Botticelli ne construit pas un espace rationnel. Il place ses personnages au premier plan, au centre, avec en toile de fond une architecture du XVIe ; une imposante loggia décorée de statues et de bas-reliefs rehaussés d’or, digne d’un décor de théâtre. Les trois d’arcades ouvrent sur un paysage lointain et un ciel bleu.

Le peintre associe un sujet mythologique à des thèmes familiers aux florentins.
Certains de ces thèmes ont fait l’objet d’une représentation antérieure, dont trois épisodes de l’histoire de jeune femme condamnée à être éternellement poursuivie et dévorée par les chiens en châtiment de son orgueil et de sa cruauté.

Dans la voussure de gauche on retrouve Judith emportant la tête d’Holopherne, à l’extrême droite dans le bas-relief supérieur Judith dans la niche située derrière le roi et plus bas Judith revenant à Béthulie.
Certains sujets ont été différemment identifiés : Bacchus et Ariane ou Mars et Vénus.
En bas-relief, surmontant la statue de David ou de Thésée derrière la silhouette brune du Remord, au centre Saint Georges ou Mars, directement inspiré de Filippo Scolari -capitaine hongrois d’origine florentine, l’un des « hommes illustres » peint à fresque, vers 1450, par Andrea del Castagno à la villa Carducci de Legnaia (conservé aujourd’hui aux Offices).
Sur le socle du trône, Botticelli a représenté un autre tableau : La famille du centaure de Zeuxis.
La Vérité pointe le doigt, vers le haut, en direction des caissons de l’arcature, sur les scènes de La mise à mort de Vénus telle que Botticelli l’avait peinte quelques années plus tôt dans les panneaux de l’Histoire de Nastagio degli Onesti.

Le drame représenté se joue sous les yeux des statues qui semblent observer et commenter la scène qui se déroule à leurs pieds.

« Certains auteurs pensent que Botticelli avait choisi le thème de la Calomnie pour stigmatiser les dénonciations mensongères dont il avait été victime auprès de Pierre de Médicis ; d’autres y voient une allusion aux détracteurs de Savonarole, excommunié en 1497 et condamné au bûcher l’année suivante ». Hypothèses avancées par André Chastel.

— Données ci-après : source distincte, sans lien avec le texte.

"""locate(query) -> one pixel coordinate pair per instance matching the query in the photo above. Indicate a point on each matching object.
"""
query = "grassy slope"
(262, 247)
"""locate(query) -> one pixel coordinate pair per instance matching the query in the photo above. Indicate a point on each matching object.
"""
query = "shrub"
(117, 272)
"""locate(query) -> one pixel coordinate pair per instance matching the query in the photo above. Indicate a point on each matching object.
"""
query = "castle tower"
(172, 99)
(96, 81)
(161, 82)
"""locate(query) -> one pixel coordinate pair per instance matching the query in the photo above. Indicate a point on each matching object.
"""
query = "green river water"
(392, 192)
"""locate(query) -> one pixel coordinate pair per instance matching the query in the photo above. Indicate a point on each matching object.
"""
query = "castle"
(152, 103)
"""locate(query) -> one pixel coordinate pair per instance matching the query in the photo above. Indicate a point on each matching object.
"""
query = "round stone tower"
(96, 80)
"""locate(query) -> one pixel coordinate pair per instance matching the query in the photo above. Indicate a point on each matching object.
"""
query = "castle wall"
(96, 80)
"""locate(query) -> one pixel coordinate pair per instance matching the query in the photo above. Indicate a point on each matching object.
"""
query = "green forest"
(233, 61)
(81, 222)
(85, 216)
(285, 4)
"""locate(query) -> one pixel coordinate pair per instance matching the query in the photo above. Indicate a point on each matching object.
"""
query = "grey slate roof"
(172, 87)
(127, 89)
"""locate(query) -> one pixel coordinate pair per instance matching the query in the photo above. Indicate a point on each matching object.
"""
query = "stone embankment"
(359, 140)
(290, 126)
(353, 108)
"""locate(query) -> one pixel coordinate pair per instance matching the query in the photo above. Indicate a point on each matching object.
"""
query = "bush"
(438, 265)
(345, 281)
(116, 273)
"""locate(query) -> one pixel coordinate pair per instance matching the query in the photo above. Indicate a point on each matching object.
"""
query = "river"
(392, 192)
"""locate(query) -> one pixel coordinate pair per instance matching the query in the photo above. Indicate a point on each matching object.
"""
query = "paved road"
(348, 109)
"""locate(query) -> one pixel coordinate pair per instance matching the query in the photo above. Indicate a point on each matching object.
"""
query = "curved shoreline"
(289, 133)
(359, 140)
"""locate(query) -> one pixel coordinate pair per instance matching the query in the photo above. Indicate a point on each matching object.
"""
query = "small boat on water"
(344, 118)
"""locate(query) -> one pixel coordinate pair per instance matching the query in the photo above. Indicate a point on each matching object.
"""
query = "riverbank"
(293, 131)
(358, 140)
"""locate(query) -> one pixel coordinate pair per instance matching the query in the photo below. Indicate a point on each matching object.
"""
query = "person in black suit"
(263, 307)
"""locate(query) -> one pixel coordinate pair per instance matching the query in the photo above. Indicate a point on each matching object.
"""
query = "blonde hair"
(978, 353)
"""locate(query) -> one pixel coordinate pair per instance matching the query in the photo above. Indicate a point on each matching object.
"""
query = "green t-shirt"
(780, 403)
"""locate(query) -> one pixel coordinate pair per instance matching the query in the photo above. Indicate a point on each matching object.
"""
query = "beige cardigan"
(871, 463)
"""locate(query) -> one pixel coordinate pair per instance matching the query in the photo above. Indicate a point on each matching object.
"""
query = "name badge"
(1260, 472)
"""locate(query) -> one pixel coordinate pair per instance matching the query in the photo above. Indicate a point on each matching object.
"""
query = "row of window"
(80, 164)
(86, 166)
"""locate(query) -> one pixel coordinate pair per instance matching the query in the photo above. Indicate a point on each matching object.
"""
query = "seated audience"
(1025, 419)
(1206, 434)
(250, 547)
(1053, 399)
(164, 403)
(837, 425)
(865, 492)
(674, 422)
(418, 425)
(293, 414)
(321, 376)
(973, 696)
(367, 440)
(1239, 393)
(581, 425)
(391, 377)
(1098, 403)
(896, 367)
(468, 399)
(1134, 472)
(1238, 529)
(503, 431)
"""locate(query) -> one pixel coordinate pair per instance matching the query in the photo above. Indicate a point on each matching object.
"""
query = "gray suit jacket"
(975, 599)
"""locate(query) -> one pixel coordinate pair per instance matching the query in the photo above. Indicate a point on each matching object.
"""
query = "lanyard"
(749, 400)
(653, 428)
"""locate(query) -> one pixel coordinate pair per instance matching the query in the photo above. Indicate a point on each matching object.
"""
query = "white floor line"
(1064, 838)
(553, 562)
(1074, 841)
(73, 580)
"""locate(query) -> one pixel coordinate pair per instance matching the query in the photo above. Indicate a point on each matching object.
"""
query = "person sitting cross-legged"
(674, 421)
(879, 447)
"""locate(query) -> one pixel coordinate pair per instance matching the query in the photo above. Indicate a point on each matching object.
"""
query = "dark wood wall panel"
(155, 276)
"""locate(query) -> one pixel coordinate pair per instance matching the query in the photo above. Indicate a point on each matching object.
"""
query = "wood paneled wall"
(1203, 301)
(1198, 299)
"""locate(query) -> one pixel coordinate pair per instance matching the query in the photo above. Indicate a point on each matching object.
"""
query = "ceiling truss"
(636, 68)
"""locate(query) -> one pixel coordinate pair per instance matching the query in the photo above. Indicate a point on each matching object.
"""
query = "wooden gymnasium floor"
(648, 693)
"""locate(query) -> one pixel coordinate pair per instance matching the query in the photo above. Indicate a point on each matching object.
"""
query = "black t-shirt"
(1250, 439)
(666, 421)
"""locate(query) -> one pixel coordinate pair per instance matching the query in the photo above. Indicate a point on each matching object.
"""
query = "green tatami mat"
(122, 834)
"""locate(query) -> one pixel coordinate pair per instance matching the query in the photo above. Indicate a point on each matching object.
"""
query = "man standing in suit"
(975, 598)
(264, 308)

Le thème de La Calomnie d’Apelle est repris par plusieurs peintres de la Renaissance et diffusé  par l’intermédiaire des gravures. Parmi eux, Dürer, Mantegna, Luca Penni, Giovanni Battista Moroni et Federico Zuccaro.

Conclusion

L’œuvre de Botticelli a été qualifiée de poésie visuelle et comparée aux versets d’amour de Pétrarque et aux poèmes composés dans ce style par Laurent de Médicis.

Au début du XVIe avec l’évolution des goûts et l’avènement du maniérisme, l’œuvre de Botticelli perdit de son aura.

Durant les dernières années de sa vie il réalisa peu de peintures, et ce n’est qu’au XIXe qu’il ressurgit en tant que maître du quattrocento grâce au critique d’art John Ruskin, adepte de son rythme linéaire.